The drugs of PRS regimen V (CFZ, BDQ, PZA, and DLM) have very limited solubility in water, thereby necessitating the use of drug suspension formulations for intranasal administration. For proof of concept, considering the relatively small volume that can be administered by intranasal instillation, we chose BDQ and DLM because of their extremely low minimum inhibitory concentrations compared with PZA and CFZ. As our vehicle for suspending drugs, we chose 2 nontoxic, biocompatible fluids that have been used therapeutically in infants for treatment of respiratory distress syndrome: PFOB [9] and Infasurf, a suspension of calf lung surfactant extract in physiological saline [10]. We found that BDQ and DLM could be suspended in PFOB and Infasurf by sonication and that, although phase separation occurred over time, the drugs were readily resuspended by resonicating in a water bath sonicator.

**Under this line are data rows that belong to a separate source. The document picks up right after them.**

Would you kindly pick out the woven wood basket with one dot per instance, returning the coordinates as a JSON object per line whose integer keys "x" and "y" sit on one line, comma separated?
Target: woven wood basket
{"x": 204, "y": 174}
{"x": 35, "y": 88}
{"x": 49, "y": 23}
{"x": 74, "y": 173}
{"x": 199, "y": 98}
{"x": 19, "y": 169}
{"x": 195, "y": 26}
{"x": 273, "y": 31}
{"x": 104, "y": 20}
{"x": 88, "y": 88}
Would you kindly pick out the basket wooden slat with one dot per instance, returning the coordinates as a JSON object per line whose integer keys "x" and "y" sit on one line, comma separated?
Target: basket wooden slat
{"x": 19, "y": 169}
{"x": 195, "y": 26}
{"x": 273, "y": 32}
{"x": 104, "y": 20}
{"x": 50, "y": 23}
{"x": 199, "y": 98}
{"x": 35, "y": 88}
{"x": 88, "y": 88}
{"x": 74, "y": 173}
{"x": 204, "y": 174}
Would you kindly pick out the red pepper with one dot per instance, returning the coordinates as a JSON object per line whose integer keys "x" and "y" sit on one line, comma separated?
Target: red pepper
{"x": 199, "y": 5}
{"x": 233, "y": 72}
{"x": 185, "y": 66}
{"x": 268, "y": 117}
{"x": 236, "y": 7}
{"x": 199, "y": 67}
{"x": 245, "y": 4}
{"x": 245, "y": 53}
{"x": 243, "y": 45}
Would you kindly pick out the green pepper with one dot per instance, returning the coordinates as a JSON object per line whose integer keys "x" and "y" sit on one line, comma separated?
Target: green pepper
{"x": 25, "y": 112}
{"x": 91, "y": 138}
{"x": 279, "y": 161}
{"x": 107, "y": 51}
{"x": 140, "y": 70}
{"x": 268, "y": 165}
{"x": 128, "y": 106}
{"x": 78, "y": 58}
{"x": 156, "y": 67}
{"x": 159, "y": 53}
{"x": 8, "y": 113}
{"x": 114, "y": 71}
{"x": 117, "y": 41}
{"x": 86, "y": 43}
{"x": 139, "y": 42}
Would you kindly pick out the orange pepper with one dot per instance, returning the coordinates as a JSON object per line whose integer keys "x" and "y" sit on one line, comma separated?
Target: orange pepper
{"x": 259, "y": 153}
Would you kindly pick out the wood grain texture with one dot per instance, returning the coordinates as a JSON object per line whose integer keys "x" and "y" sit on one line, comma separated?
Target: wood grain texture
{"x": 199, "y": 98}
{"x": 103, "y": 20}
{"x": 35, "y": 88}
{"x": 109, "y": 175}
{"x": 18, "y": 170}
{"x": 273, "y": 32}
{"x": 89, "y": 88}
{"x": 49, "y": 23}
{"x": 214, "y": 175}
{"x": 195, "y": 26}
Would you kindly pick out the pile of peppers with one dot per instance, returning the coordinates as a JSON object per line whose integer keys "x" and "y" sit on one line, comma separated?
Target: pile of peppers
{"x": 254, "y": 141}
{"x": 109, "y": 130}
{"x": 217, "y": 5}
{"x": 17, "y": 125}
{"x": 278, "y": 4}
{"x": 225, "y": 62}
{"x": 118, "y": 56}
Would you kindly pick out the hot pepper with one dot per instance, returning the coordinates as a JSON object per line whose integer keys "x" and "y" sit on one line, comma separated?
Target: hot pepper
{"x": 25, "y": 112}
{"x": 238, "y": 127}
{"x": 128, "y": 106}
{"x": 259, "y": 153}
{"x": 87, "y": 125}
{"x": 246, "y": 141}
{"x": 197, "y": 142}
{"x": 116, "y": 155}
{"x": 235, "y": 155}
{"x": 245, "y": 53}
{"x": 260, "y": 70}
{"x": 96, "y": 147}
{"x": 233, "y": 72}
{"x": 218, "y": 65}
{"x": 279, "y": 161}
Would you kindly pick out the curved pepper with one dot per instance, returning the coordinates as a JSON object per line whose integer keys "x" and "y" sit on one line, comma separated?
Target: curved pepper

Intranasal Administration of TB Drugs Is Efficacious
We assessed the treatment of efficacies of intranasally administered BDQ and DLM, suspended in either PFOB or Infasurf—either alone or in combination with oral PRS regimen V drugs—in BALB/c mice infected with Mtb. The amount and ratio of BDQ and DLM in the intranasal suspensions was prepared so as to be the same as that provided in the oral PRS regimen V. Controls included sham-treated mice, mice treated with oral PRS regimen V alone, and mice administered an increased oral dose equal to the sum of the oral regimen and the amount of BDQ and DLM in the intranasal dose. We monitored the body weight of each mouse weekly (Supplementary Figure 1). In general, mice tolerated the treatments with net gain or loss in weights ranging from +7.5% to −9.3%. In animals receiving both intranasal and oral drugs, the stress of the combination of anesthesia and oral gavage, respectively, likely contributed to weight loss. The weight loss in the combined therapy groups is unlikely to be due to systemic drug toxicity because the group that received additional oral drug (matching the amount given in the combined treatment groups) did not show this weight loss.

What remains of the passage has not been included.